PREDICTING THE EFFECT OF BED MATERIAL SIZE AND GEOGRID ON LOCAL SCOUR AROUND THE BRIDGE PIER IN CLEAR WATER FLOW CONDITIONS
Keywords:
Local scour, Equilibrium scour depth, Equilibrium scour length, Equilibrium scour width, GeogridAbstract
The flow-structure-soil interaction around bridge piers results in an unwanted phenomenon called local scouring. Past evidence shows that local scours are the dominant cause of the bridge pier failures. Equilibrium scour depth in a local scour is the function of the bed material, fluid, and obstruction parameters. This paper presents the effect of the mean size of bed material (D50) on local scour and by choosing the appropriate bed material, the effect of geogrid on local scour was assessed in a clear-water flow condition. Geogrid, having a good capacity for soil reinforcement and stabilization, a high lifetime, low environmental problems, and low cost, has not yet been used to control local scours. So, phase-I of the experiment was conducted in silica sand no. 4 and 5 without using geogrid (Non-Geogrid Case-NG), and the corresponding equilibrium scour hole parameters Sd, Sl, and Sw (Sd, Sl, and Sw are equilibrium depth, length, and width of scour hole respectively) were recorded.
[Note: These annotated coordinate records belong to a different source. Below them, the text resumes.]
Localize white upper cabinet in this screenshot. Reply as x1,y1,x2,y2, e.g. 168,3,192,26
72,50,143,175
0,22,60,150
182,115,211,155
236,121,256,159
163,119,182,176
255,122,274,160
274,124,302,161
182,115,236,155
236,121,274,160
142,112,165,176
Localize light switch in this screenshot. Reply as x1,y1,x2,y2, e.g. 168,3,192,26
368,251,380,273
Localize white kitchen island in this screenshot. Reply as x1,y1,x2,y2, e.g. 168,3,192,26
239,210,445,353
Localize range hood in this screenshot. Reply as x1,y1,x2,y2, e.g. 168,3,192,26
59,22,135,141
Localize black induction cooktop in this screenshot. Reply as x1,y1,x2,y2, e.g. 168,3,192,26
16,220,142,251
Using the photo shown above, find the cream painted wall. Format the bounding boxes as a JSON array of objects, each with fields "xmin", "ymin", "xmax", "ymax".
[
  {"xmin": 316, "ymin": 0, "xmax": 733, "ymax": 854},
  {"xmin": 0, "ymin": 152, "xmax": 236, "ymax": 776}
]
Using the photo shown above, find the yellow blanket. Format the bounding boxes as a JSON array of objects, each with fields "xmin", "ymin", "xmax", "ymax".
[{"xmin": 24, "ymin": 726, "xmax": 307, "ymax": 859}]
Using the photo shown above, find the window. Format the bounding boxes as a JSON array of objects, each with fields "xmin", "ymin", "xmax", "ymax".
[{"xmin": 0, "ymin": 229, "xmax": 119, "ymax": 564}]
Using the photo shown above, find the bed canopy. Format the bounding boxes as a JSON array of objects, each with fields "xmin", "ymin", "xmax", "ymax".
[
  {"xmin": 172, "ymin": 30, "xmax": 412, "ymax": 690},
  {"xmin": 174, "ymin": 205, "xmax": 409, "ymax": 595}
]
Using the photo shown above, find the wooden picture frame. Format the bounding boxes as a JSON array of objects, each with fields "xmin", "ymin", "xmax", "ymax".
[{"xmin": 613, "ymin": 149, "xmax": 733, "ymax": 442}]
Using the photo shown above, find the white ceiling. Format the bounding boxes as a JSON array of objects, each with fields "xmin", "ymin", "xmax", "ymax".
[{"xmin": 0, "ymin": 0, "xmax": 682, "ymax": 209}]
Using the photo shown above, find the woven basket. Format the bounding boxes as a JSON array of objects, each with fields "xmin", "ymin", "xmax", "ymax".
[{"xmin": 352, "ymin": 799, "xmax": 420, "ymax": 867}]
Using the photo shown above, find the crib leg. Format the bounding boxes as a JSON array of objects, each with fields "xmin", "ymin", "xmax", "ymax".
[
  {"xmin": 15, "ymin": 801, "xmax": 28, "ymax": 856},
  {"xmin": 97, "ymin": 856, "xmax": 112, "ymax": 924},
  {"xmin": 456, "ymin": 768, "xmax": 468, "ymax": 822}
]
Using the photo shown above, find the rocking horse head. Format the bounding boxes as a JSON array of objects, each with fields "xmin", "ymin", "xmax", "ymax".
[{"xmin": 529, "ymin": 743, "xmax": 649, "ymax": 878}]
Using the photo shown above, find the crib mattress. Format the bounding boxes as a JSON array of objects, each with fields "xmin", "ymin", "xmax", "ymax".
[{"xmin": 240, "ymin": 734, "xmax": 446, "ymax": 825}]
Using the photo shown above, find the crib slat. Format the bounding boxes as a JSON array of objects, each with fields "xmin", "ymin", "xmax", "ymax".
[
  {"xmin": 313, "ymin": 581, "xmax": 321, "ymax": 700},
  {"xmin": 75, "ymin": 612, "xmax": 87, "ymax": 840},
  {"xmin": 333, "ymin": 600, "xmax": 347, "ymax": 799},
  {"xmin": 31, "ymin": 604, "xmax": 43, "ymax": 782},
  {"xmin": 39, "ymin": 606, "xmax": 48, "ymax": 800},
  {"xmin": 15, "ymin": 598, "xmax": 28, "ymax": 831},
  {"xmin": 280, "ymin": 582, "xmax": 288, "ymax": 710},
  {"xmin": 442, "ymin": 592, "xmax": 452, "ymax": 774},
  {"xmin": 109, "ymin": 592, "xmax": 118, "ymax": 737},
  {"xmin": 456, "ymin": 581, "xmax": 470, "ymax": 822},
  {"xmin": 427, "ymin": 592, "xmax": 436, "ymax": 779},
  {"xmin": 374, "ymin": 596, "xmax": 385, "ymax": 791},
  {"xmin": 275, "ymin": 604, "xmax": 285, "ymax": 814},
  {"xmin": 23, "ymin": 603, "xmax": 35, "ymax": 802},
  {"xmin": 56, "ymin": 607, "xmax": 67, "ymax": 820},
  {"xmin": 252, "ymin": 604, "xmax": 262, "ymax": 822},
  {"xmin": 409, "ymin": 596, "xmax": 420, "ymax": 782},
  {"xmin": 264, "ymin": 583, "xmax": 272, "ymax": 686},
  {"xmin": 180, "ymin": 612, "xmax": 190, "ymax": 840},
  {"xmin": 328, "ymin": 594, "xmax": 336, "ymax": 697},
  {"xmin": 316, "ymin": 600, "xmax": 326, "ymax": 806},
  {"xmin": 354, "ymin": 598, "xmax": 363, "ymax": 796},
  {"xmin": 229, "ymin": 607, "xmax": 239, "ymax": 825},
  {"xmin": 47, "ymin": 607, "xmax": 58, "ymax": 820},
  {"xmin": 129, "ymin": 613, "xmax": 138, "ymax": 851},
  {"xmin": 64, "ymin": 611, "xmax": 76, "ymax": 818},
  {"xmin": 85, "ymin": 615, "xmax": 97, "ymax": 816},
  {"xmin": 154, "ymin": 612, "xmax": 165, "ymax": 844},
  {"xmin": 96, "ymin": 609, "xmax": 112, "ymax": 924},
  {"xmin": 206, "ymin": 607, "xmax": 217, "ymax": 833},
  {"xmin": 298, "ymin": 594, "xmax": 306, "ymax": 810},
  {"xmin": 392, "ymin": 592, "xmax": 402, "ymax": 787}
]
In phase-II, geogrid having hexagonal aperture shape with aperture size 4mm×2mm (8 times D50) were used at different placement depths to cover the entire Sd, Sl, and Sw obtained in NG-case. The results showed that the scour hole parameters Sd, Sl, and Sw were found more prominent in silica sand no. 5 than in sand no. 4. Compared to higher placement depths, geogrid was found to be more effective at lower placement depths with maximum efficiency of 67.86% scour reduction at placement depth of 0.2 times Sd. Furthermore, at placement depths equal to or more than Sd, geogrid did not affect local scour.